While it’s easy to think that the United States has cornered the market on the commoditization of young girls for the male gaze, in many ways we don’t hold a candle to — wait for it — Japan. Kyoko Miyake’s often-unnerving documentary Tokyo Idols looks at one of the more prominent aspects of this phenomenon: the 10,000 teenage girls called “idols,” and the $1 billion industry surrounding the worship of them by much older, purity-obsessed men. Miyake focuses on 19-year-old Rio as she struggles to maintain her singing career in spite of the unforgivable sin of growing too old to be an idol — a role she hadn’t wanted to play in the first place — and 43-year-old Koji, leader of the yellow-shirted Rio fan legion, who acknowledges that he lives vicariously through Rio to compensate for his disappointments in his own life.

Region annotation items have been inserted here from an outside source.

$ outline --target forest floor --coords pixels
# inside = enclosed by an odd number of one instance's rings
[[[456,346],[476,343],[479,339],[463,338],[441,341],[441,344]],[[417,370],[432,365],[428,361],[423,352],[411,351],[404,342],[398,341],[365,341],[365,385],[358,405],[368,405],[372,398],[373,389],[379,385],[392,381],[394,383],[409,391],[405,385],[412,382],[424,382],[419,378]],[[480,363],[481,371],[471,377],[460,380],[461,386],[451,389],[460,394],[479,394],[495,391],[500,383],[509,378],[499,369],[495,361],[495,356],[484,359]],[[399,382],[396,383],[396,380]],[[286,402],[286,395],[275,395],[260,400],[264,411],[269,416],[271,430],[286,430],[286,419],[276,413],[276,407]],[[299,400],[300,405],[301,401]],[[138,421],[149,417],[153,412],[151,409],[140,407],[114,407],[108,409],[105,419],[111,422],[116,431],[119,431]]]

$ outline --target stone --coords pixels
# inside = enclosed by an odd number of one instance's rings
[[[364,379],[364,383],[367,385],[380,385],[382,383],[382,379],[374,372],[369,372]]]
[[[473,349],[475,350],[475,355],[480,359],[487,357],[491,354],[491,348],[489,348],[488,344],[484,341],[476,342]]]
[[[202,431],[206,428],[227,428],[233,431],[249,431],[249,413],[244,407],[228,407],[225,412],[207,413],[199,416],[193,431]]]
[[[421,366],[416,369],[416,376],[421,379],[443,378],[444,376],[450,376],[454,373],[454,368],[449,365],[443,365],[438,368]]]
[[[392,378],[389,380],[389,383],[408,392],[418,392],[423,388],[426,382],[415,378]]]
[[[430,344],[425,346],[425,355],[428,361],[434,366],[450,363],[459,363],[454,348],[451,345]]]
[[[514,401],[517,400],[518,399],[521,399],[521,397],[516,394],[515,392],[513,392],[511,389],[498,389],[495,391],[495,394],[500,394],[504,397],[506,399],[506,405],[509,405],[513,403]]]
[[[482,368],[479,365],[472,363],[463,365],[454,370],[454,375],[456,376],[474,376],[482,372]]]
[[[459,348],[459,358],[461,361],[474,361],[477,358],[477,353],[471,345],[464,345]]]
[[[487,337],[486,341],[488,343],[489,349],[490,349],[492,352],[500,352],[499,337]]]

Tokyo Idols also gives a necessary platform to journalist Minori Kitahara, a vocal critic of how the idol movement protects male fantasies and the objectification of women, for which she’s received major backlash. (See also: Sarkeesian, Anita.) Though not the most egregious age disparity on display, there may not be a creepier scene this year than when a 20-something fan describes giving his favorite idol, Amu, dance shoes for her 14th birthday. Fourteenth, Jesus.
Tokyo Idols
Not rated.
Opens Friday at the Roxie Theater.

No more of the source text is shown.